家庭菜園などで育てた野菜にはナメクジが沢山ついていることもしばしば。

ナメクジの這った後はぬめぬめとしていて、そのヌメリはなかなか取れないものです。

そんなナメクジですが、実はちょっと怖い菌を持っているってご存知でしたか?

ナメクジの特徴と生態

ナメクジは軟体動物腹足鋼のうち、体退化しているものの総称です。

日本の人家周辺ではナメクジ科に分類される多くのナメクジやコウラナメクジ科に分類されるチャコウラナメクジ等が多く見られます。

チャコウラナメクジは1970年代以降に見られるようになり、ヨーロッパ原産とされる外来種です。

人家の周り以外にも農地や空き地など人為的影響の強い場所に生息していて、作物や園芸植物に害を与えます。

 

山野にはヤマナメクジという大型種がいて、体長は10㎝以上にもなります。

体は分厚く、触角は短いのが特徴です。

 

沖縄の産地には別種のヤンバルヤマナメクジや殻が退化しかけて薄く残るヒラコウラベッコウガイ等が生息しています。

雌雄同体で精子と卵子を両方持っています。右側頭部にある互いの生殖孔にペニスを入れ、精子を交換し、受精させます。

卵は20個ほどまとまって産み付けられ、一見するとビーズのようにも見える艶を帯びた半透明をしています。

 

約1か月ほどで孵化し、その後自分の殻を食べてから他の餌を探して移動します。

触角は2対あり、外側の上に伸びた1対の長い方は臭覚と視覚を感知すると言われていますが、細胞は単純で明るさの判別位しかできないようです。

一方下に垂れた2本の触角は臭覚と味覚を感知します。これらの触角は切れての再生する能力を持っています。

 

ナメクジの血は赤くなく、透明をしていてヘモグロビンが含まれていません。

夜行性で日の落ちた涼しい時期に活動し、日中は乾燥を避けるために粘液を分泌しながら日陰でじっと耐えています。

ナメクジの害

ナメクジは葉を食い荒らし、植物に直接的な害を及ぼします。農業を生業としている農家にとっては、時に葉物類やキュウリなどの実の上を這い、跡を残し、商品にならないこともしばしば。

また、家屋に侵入することもあり、その見た目から不快害虫として駆除対象とされることもあります。

ナメクジの菌

かつては薬になるとされていたこともあるナメクジですが、最近は海外から移入してきたと考えられる広東住血線虫症という幼虫寄生を原因とする感染症が危惧されています。

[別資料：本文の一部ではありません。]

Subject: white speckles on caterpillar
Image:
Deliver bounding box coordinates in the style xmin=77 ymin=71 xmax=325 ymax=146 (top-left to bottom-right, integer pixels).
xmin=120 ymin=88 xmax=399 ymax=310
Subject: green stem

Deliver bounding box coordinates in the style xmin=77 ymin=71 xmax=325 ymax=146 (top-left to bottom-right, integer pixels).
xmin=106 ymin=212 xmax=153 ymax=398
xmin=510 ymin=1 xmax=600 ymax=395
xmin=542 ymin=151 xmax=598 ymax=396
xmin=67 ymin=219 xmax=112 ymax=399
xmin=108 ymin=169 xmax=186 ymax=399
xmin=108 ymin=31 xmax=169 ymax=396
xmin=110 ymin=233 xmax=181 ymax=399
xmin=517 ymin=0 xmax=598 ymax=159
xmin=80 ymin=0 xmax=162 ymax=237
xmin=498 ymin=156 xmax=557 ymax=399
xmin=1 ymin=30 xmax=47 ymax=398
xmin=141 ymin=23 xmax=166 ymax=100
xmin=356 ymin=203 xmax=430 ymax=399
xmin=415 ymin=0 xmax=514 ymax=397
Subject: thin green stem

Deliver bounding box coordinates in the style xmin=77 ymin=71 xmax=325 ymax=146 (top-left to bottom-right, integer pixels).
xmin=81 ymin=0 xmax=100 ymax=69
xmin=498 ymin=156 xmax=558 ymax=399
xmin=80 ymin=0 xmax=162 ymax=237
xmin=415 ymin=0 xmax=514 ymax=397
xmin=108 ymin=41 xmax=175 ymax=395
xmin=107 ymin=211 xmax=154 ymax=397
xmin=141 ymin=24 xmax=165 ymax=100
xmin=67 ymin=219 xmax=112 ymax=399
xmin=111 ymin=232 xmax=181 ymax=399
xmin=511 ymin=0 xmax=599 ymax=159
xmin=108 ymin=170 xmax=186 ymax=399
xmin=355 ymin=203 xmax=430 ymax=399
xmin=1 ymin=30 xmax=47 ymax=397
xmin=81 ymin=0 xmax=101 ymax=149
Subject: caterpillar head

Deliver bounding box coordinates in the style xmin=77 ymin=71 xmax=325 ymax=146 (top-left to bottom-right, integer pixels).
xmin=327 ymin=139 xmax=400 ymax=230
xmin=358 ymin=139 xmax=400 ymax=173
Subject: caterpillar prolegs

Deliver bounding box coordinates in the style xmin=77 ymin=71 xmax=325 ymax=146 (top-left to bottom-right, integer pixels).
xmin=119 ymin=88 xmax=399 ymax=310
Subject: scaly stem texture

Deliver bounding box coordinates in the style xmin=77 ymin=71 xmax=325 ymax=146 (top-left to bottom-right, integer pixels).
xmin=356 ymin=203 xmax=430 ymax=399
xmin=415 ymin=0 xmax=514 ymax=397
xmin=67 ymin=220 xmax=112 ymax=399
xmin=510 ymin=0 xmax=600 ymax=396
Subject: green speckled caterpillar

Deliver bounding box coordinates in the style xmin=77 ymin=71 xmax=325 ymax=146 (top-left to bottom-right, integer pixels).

これは菌ではありませんが、人間にとっては非常に有害です。

 

広東住血線虫の終宿主はネズミで、ネズミから排出された第1期の幼虫が中間宿主であるナメクジ類に摂取されると、第3期幼虫まで発育します。

 

このナメクジ類がネズミに摂取されると、第3期幼虫はネズミの中枢神経に移動し、第5期幼虫まで成長して肺動脈へと移動して成虫になります。

中間宿主がカエルなどの待機宿主に摂取されると、第3期幼虫のまま寄生します。

私たち人間は中間宿主のナメクジや待機宿主から感染する可能性があり、ナメクジの這った野菜などは十分に洗ってから食べるようにしなければなりません。

 

万が一第3期幼虫に寄生されると、幼虫たちは免疫システムから逃げるためや脳由来の酵素を獲得する為に中枢神経へ移動します。

このことによって起こりうるのは出血や肉芽腫形成、好酸球性脳髄膜炎など恐ろしいことになるのです。

 

実際に平成12年には沖縄県の7歳の女の子が広東住血線症に感染し、死亡しています。

この例は1969年に沖縄で初めの患者が確認出来てから、初の死亡例となりますが、症例は全国で報告されています。

ナメクジの寄生虫について

ナメクジの駆除

ナメクジの天敵は昆虫や両生類、特にコウガイビルやマイマイカブリなどですが、これらの生物をナメクジ駆除のために放つのは一苦労です。

市販でナメクジ駆除用の薬剤が市販されていますので、そちらの利用をおすすめします。

また、薬剤を使いたくない方はビールトラップなどの方法もあり、そちらも効果的です。